MP Gibson said, “The fact that Falun Gong practitioners are targeted in this way in China goes to the heart of the matter, as the honorable member for Strangford articulated, because an attack on freedom of religion is an attack on all freedoms. The right of all people to worship their God in peace, however, they perceive their God, is a fundamental right. The threatening of that right endangers the very basis of freedom, in the widest sense.”

Shannon also called for attention to the conclusion on this issue given by the People's Tribunal, which was set up to investigate forced organ harvesting in China. The Tribunal gave an interim judgment last December, with the chair, Sir Geoffrey Nice, saying that forced organ harvesting from prisoners of conscience has happened in China “on a substantial scale.”

He also pointed out, “All that evidence has been reviewed by many different organizations across the world including parliamentary bodies, or Parliaments themselves, in Italy, Spain, Canada, Israel, Taiwan, Ireland, the Czech Republic, and the United States, as well as non-parliamentary bodies such as the UK Conservative Party Human Rights Commission.”

Bruce also mentioned the work done by the people's tribunal and other investigators.

“The tribunal has done its work. It has conducted days of hearings, it has heard evidence from some 30 witnesses, and it is showing again and again that the evidence produced in the 2016 report by David Kilgour, David Matas, and Ethan Gutmann, which I believe is 700 pages long and is entitled “Bloody Harvest/The Slaughter: An Update,” must be looked into at the government level. In his recent oral evidence to the tribunal, David Matas emphasized that although there are problems with establishing exact data, sufficient concern has been raised for this issue to be investigated at the most senior level, both by governments and the UN,” she said.

At the time of this publication, 40 MPs had signed a motion (Early-day motion 2138 ), which calls on the UK government to condemn the alleged practice of forced organ harvesting.
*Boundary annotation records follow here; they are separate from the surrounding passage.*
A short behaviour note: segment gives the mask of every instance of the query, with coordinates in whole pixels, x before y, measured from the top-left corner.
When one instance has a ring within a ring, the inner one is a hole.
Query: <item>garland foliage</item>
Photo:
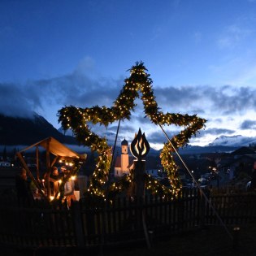
[[[107,126],[119,119],[130,119],[131,111],[133,111],[136,106],[135,99],[139,98],[140,92],[144,112],[152,123],[156,125],[174,124],[184,127],[183,131],[171,139],[171,143],[176,148],[184,146],[189,138],[202,128],[206,123],[206,119],[198,118],[197,115],[189,115],[168,112],[164,114],[160,111],[152,89],[153,81],[150,78],[150,75],[146,72],[147,69],[144,63],[136,63],[129,71],[130,76],[124,80],[124,85],[111,107],[95,106],[91,108],[80,108],[70,106],[58,111],[59,122],[61,123],[63,128],[64,130],[71,128],[81,145],[89,146],[91,150],[98,153],[96,168],[88,193],[99,197],[106,196],[104,184],[107,180],[111,167],[111,149],[107,145],[106,138],[99,137],[90,130],[88,126],[89,122],[93,124],[100,124]],[[161,185],[150,176],[145,177],[145,184],[146,188],[154,193],[175,197],[181,188],[181,184],[176,175],[177,166],[173,160],[172,153],[171,145],[167,143],[160,155],[162,165],[171,182],[171,189]],[[114,184],[111,190],[113,193],[120,191],[130,182],[130,176],[128,176],[118,185]]]

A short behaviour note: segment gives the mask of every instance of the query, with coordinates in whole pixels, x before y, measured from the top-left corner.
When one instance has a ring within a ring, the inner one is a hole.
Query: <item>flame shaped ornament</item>
[[[141,134],[141,130],[139,128],[138,134],[135,134],[134,140],[130,145],[130,150],[134,157],[138,160],[141,160],[150,152],[150,144],[145,137],[145,133]]]

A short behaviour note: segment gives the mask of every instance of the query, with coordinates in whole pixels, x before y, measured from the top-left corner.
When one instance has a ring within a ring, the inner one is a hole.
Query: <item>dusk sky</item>
[[[0,1],[1,113],[33,111],[59,128],[65,106],[111,107],[137,61],[161,111],[207,119],[190,144],[256,137],[256,0]],[[137,104],[119,141],[141,128],[163,146]]]

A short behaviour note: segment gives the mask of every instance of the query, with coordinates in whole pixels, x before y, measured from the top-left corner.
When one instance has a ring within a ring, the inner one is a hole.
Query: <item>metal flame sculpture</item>
[[[142,160],[150,152],[150,144],[145,137],[145,133],[141,134],[139,128],[138,134],[135,134],[134,140],[131,143],[130,150],[134,157],[137,160]]]

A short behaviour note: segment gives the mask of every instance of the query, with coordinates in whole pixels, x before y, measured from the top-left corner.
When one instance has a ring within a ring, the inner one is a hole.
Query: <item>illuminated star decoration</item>
[[[114,102],[113,106],[108,108],[98,106],[91,108],[79,108],[73,106],[65,106],[58,111],[59,122],[64,130],[72,129],[80,145],[89,146],[96,151],[98,157],[96,160],[96,168],[91,179],[88,193],[98,197],[106,196],[104,184],[108,178],[111,160],[111,148],[107,145],[106,139],[99,137],[88,126],[88,122],[93,124],[100,124],[107,126],[117,120],[129,119],[131,111],[134,111],[135,99],[139,98],[144,105],[144,112],[154,124],[184,127],[184,129],[172,137],[171,143],[176,148],[185,145],[189,138],[204,127],[206,119],[198,118],[197,115],[163,113],[159,111],[152,89],[152,80],[147,74],[147,69],[143,63],[136,63],[130,69],[130,77],[124,80],[124,85],[119,95]],[[145,187],[153,193],[169,195],[176,197],[180,190],[181,184],[177,176],[177,166],[172,157],[173,149],[170,143],[164,144],[160,154],[161,163],[171,182],[171,189],[160,184],[157,180],[148,176],[145,179]],[[111,186],[112,190],[119,191],[131,183],[131,176],[125,180],[119,181]]]

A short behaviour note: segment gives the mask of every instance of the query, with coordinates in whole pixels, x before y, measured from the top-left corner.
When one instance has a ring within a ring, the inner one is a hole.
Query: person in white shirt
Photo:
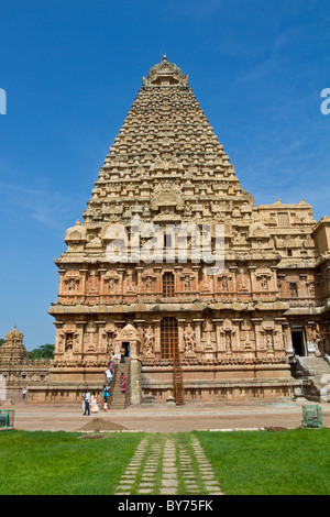
[[[90,393],[88,392],[88,389],[85,389],[84,400],[85,400],[84,415],[90,415]]]

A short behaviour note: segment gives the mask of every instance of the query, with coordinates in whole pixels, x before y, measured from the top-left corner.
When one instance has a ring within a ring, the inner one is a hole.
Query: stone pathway
[[[223,495],[198,439],[143,438],[114,495]]]

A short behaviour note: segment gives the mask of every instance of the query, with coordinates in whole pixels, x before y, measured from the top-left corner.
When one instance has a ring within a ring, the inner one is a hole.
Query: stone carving
[[[143,338],[144,338],[143,352],[145,355],[151,355],[154,352],[154,345],[155,345],[155,334],[151,327],[148,327],[144,331]]]

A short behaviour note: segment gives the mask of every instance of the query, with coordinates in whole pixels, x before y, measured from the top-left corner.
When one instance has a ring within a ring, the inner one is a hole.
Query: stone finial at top
[[[188,85],[188,76],[184,76],[180,68],[174,63],[169,63],[166,54],[157,65],[154,65],[148,74],[147,78],[142,78],[143,86],[170,86],[170,85]]]

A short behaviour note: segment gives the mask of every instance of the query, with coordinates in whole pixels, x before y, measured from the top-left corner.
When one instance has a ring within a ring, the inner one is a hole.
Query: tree
[[[29,359],[54,359],[55,344],[41,344],[28,352]]]

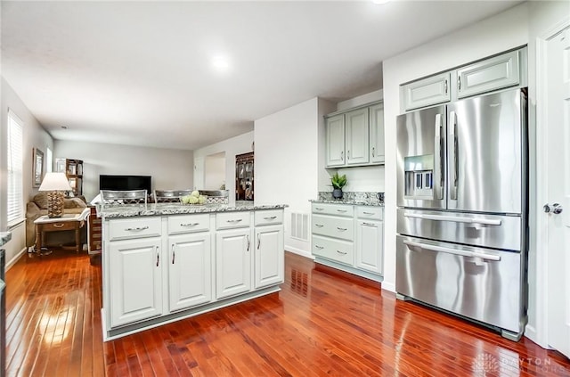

It also calls to introduce legislation banning citizens from taking part in organ tourism.

MP Gibson believes that passing such a law, “would put our moral position on the map and set a marker, which is very important… Ethically, it is very important that we introduce such measures and it cannot be beyond the wit of any UK Government to put them in place.”

MP Bruce said, “Organ tourism, as it has been called, has been banned by several countries, including Italy, Spain, Israel, and Taiwan, and the Canadian Senate has approved similar legislation. We must do the same. It would send out a strong message of concern on the part of the UK Government.”